# Question to those that take the high shoulder shot..



## Jacob Huffman (Sep 13, 2004)

These guys that hit the deer shoulder high and they drop like a sack of &&*&..I have been watching this for years on TV but never thought about trying it myself until this year...When you aim for the top of the shoulder just exatly where do you aim ?? I mean like 2-3 inches down from the back bone ?? Just thinking there is no sence in tracking if you dont need to..


----------



## spooledbseries (Aug 15, 2008)

I have always wanted to take this shot but I do not want to risk it


----------



## wally-eye (Oct 27, 2004)

No risk at all...if you can do a behind the leg shot then you can do the high shoulder..... I've shot probably 30 deer with this shot... Crosshairs right dead on the front leg and then 1/2 way up the body.. I've never had one take more than one step with this shot....with that being said I don't use this shot all the time but within 75 yards and standing dead broadside its a done deal....I've never tried it on a walking deer and don't recommend it.

I love to use this shot when hunting thick swamps or in very steep terrain where I'm worried about the deer going over the edge....



.


----------



## backstrap bill (Oct 10, 2004)

I have been wondering about that myself. I also see guys that shoot muzzleloaders and drop em in their tracks and wonder is it the bullet, or the shot placement?


----------



## Acts 11:7 (Mar 28, 2007)

I love it. aim one inch in front of front leg about 5-6 inches from top of back. shot 2 doubles with my muzleloader last year. turns lights off before they hit the ground!
_Posted via Mobile Device_


----------



## bucketmouthhauler (Sep 24, 2005)

Yep, I am gonna be "that guy". Seems like it will cost you a bunch of burger and maybe a few steaks? Unless I was somewhere that I know someone might claim my deer, I would just blow out the lungs and keep all the meat. I can see how it could be a tempting shot though.


----------



## rick (Dec 3, 2000)

Butchered 1 today for my sons buddy. It dropped in it's tracks but did do alot of damage to both front sholders. I would guess it wasted maybe 10 extra pounds of what could have been good burger meat.


----------



## DEDGOOSE (Jan 19, 2007)

Shot is deadly, watched video of a friend hammering a buck at 326 and a doe at 315 with this shot out west and both heaped up with a 243. But the guy is a more than capable shot. 

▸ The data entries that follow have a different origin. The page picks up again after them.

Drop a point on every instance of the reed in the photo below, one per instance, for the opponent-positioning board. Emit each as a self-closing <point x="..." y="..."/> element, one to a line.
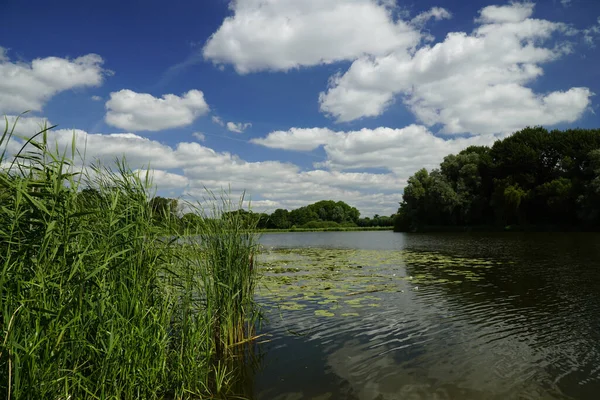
<point x="99" y="301"/>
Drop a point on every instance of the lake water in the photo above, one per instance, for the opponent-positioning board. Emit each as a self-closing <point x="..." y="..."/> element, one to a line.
<point x="382" y="315"/>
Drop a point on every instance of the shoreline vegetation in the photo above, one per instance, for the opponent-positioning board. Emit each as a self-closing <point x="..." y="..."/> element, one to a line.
<point x="103" y="295"/>
<point x="533" y="180"/>
<point x="332" y="229"/>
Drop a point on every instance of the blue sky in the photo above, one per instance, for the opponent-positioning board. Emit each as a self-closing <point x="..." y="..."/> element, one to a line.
<point x="296" y="100"/>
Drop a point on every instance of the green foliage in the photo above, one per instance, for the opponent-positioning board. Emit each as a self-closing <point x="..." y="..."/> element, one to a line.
<point x="99" y="301"/>
<point x="533" y="177"/>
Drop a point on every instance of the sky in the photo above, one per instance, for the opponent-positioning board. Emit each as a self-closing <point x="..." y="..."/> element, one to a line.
<point x="295" y="101"/>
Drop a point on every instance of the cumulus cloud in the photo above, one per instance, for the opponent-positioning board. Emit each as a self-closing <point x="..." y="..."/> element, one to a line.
<point x="190" y="167"/>
<point x="238" y="127"/>
<point x="218" y="120"/>
<point x="199" y="136"/>
<point x="477" y="82"/>
<point x="29" y="85"/>
<point x="400" y="151"/>
<point x="436" y="13"/>
<point x="129" y="110"/>
<point x="469" y="82"/>
<point x="591" y="34"/>
<point x="24" y="126"/>
<point x="285" y="34"/>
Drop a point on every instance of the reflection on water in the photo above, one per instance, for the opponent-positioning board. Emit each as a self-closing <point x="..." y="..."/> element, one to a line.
<point x="452" y="316"/>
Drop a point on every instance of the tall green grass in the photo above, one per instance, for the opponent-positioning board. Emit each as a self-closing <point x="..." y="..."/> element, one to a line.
<point x="98" y="301"/>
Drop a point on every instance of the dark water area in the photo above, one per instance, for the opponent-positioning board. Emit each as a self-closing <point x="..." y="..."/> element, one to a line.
<point x="430" y="316"/>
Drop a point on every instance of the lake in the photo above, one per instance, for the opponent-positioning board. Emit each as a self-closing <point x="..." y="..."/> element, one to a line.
<point x="383" y="315"/>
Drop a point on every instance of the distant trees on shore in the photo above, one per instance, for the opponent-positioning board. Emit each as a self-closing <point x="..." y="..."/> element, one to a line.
<point x="531" y="178"/>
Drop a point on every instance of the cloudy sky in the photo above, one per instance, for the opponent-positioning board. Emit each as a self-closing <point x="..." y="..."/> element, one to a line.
<point x="296" y="100"/>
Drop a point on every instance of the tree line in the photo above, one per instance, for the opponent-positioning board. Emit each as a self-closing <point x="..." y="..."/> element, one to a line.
<point x="535" y="178"/>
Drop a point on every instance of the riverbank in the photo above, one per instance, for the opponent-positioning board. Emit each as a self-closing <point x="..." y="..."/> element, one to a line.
<point x="101" y="295"/>
<point x="494" y="228"/>
<point x="332" y="229"/>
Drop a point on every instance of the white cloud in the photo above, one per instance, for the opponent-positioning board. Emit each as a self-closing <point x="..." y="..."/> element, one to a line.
<point x="129" y="110"/>
<point x="400" y="151"/>
<point x="285" y="34"/>
<point x="24" y="126"/>
<point x="200" y="136"/>
<point x="566" y="3"/>
<point x="467" y="83"/>
<point x="29" y="85"/>
<point x="515" y="12"/>
<point x="238" y="127"/>
<point x="436" y="13"/>
<point x="191" y="167"/>
<point x="218" y="120"/>
<point x="163" y="179"/>
<point x="591" y="34"/>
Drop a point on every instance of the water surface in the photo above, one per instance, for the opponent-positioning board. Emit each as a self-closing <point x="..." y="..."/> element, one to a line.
<point x="382" y="315"/>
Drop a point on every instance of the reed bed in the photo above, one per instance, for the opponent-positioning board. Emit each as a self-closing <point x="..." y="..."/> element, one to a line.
<point x="99" y="301"/>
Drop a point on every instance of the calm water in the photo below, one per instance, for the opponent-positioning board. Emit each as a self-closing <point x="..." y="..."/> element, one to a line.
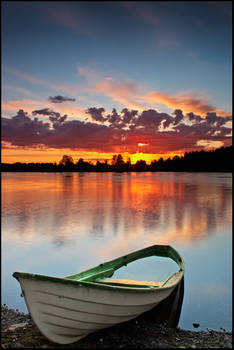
<point x="58" y="224"/>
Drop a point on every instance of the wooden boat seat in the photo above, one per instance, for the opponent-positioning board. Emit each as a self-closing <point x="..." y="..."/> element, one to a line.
<point x="133" y="282"/>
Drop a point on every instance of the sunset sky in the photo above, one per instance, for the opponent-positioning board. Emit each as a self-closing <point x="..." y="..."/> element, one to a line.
<point x="93" y="79"/>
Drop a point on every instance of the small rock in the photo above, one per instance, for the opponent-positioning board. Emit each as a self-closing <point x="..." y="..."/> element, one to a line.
<point x="196" y="325"/>
<point x="18" y="325"/>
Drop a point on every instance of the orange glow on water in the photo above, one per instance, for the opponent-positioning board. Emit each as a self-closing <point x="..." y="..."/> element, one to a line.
<point x="50" y="155"/>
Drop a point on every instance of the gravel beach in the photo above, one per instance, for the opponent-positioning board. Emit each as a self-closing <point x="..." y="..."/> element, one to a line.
<point x="19" y="331"/>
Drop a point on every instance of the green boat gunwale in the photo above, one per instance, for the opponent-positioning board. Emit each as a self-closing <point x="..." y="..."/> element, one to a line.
<point x="92" y="277"/>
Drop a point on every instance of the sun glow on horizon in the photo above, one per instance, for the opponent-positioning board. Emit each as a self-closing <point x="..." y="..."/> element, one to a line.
<point x="12" y="154"/>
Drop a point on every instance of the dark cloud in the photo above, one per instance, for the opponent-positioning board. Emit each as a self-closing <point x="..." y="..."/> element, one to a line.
<point x="60" y="99"/>
<point x="178" y="116"/>
<point x="54" y="117"/>
<point x="46" y="111"/>
<point x="213" y="119"/>
<point x="194" y="117"/>
<point x="97" y="114"/>
<point x="122" y="132"/>
<point x="129" y="116"/>
<point x="21" y="130"/>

Will be brushing up on placement and taking this shot from now on, on all deer walking close to the property line.


----------



## cmfooballcoach (Aug 21, 2008)

This is the PREFERRED shot that I take. Drops em dead!


----------



## wally-eye (Oct 27, 2004)

You do lose a little meat with this shot but as I stated earlier it can be beneficial at times when tracking conditions are bad or if you're worried about the deer running into areas you don't want it to....




,


----------



## motorcitykid (Oct 8, 2009)

I have taken this shot on a few occasions and all I can say is that 1 step is all they take. Hard to go anywhere if your gearbox is blown out. Yes you lose a little bit of meat but not alot. I like that shot and also right under the muzzle in the front of the neck.


----------



## Quickdraw (Jul 31, 2007)

The high shoulder shot does 3 things that drop the deer: break the shoulder blade, damage the brachial plexus, and penetrate the lungs. It's an extremely effective shot. Here is a short article about the subject that shows where to place your shot: http://wiredtohunt.com/2009/11/13/the-best-shot-on-a-deer-with-a-rifle-the-shoulder-shot/

As mentioned, the only drawback is the lost meat.


----------



## Henrik for President (Sep 21, 2009)

I tried that shot today, but ended up hitting slightly behind the front shoulder. He went 80 yards and piled up under a pine tree. 120 yard shot with my 870.


----------



## deepwoods (Nov 18, 2002)

I hit my mule deer from this year with that shot. All he did was lay his down..........fast. Never a step. I agree though that on a moving deer more is better. Take the bigger target of a center punched lung.


----------



## William H Bonney (Jan 14, 2003)

I take more of a "base of the neck" shot. Does the same thing though, the deer is dead before it's body hit's the ground. From a treestand and depending on how steep the angle is, a lot of times you're gonna get some "heart" too. I don't mind if I blow out that opposite shoulder, one less front shoulder to mess with while butchering, is fine by me. I HATE those things!


----------



## bersh (Dec 9, 2003)

Henrik for President said:


> I tried that shot today, but ended up hitting slightly behind the front shoulder. He went 80 yards and piled up under a pine tree. 120 yard shot with my 870.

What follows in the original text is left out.